The veto also undercuts the "family-cap" welfare policy that New Jersey instituted in 1992, says Diana Romero, an associate professor of urban public health at Hunter College, and a widely regarded expert on states' family cap policies. According to the policy, signed into law by Gov. James Florio, women receiving Medicare, Medicaid or other cash assistance cannot receive any additional aid for more than one child.

"Publicly funded family planning allowed these women to choose when they wanted to have a child and, frankly, allowed them to comply with welfare regulations," Romero says. But with the veto, "On the one hand, we're telling them, 'If you're poor and get cash assistance from the state, you can't have more than one child.' The insult is that the already-limited resources that the poor had to control their fertility will now be reduced or eliminated."

Costs vs. Consequences

Brooks, Stender and other opponents argue that the governor's veto will ultimately have grave consequences for New Jersey.

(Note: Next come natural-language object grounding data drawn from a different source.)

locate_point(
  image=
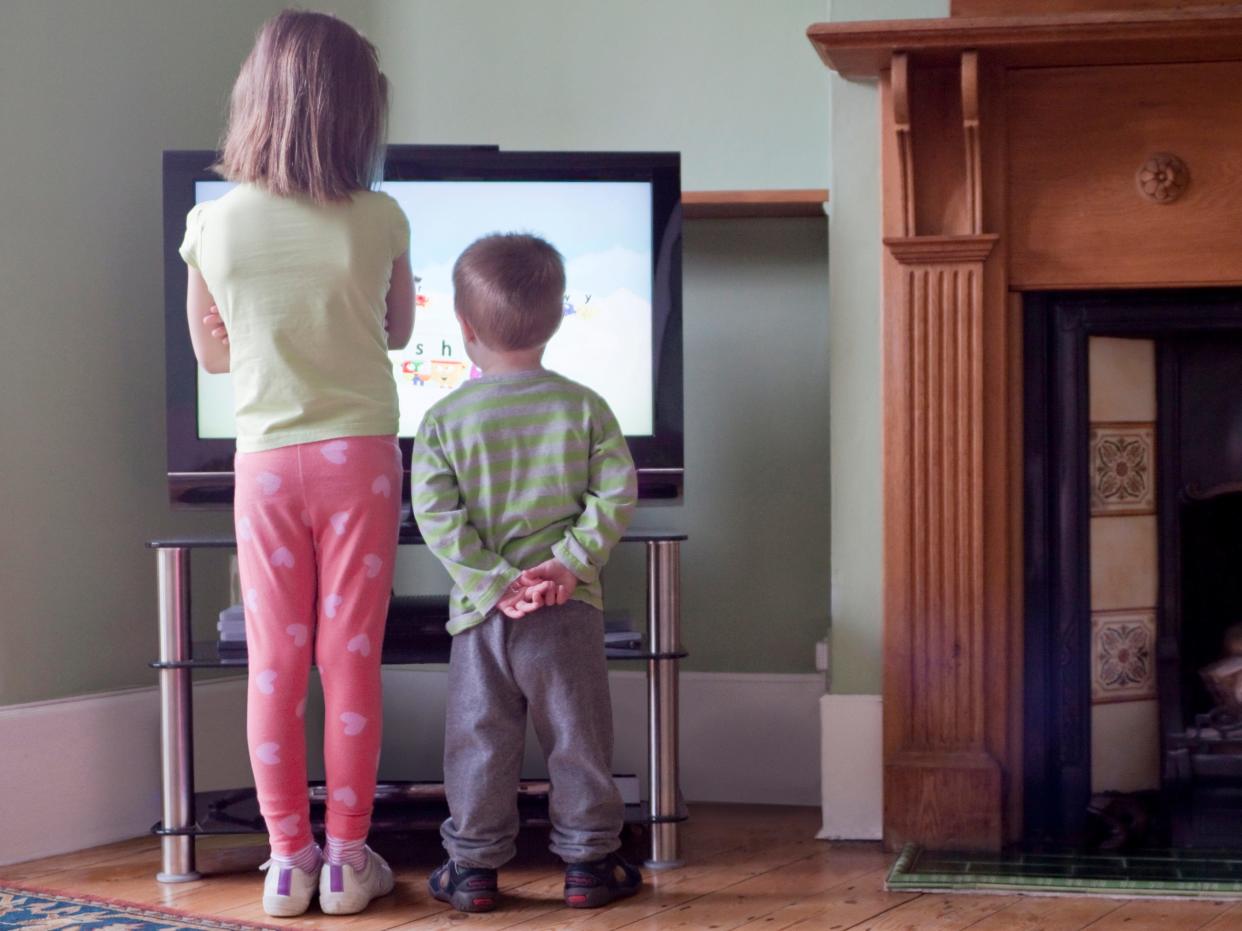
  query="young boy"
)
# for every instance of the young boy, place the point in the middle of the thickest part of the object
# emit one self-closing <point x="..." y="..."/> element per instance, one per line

They assert that reduced access to free contraception, sexual education and counseling services will cause the number of sexually transmitted diseases to rise and go untreated, but they're most fearful that it will trigger a spike in unwanted pregnancies, driving more women from schools and from the workforce – or worse.

"Abortions are going to go up," Brooks says, "which I think everyone's trying to prevent."

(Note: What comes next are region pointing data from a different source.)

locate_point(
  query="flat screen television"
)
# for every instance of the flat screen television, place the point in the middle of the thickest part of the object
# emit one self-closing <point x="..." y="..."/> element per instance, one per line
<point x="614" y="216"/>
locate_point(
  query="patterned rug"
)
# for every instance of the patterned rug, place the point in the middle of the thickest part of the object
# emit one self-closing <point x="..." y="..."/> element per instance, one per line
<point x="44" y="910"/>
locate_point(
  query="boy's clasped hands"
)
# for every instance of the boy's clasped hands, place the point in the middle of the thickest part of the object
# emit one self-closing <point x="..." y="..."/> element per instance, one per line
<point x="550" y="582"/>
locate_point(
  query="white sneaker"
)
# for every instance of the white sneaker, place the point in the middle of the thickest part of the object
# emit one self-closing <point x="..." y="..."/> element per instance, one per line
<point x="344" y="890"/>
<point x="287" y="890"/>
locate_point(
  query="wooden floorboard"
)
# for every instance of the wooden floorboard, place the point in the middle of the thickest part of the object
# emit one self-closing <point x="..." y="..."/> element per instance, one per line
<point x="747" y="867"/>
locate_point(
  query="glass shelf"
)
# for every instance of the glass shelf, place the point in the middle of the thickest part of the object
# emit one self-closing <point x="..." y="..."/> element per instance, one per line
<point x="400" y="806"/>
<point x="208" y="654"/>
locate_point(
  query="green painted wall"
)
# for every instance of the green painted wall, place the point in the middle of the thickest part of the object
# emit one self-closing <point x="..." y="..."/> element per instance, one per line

They also argue that reduced access to gynecological exams and breast and cervical cancer screenings will result in costlier crisis and emergency treatment for women.

"It defies fiscal responsibility," Stender says. "It will cost the state in lost federal dollars, and it will cost the state another $40 million in Medicaid for people who end up in emergency rooms instead of receiving preventative care."

Before the July 23 veto, the funding bill's sponsors offered a compromise: facilities that offered abortion services – even though those services are not paid for by public dollars – would be wholly ineligible for state and federal funds. Christie, however, declined the deal.

Veto Override in Doubt

The week after Christie's veto, Stender said that she would seek an override. Initially, it seemed she could succeed: the bill passed with sufficient support for an override in the Senate, and it would need 11 votes for an override in the Assembly – a large, but not impossible, number to achieve. When it passed in June, it did so with 13 abstentions, including Assemblymembers Jon Bramnick (R-Westfield) and Nancy Munoz (R-Summit).

Late last Monday, however, three Republican assemblymen who had originally voted for the bill said they would not support an override, according to a report on NJ.com, the website for The Star-Ledger. The following day, six state senators also said they would not support an override.

Stender flatly rejected the legislators' fiscal justifications for the cuts. "I think it is conservative-right-wing-speak that women can't have access to birth control, that they cannot have control of their reproductive health," she says. "It is the governor showing his true colors on where he stands on women's rights."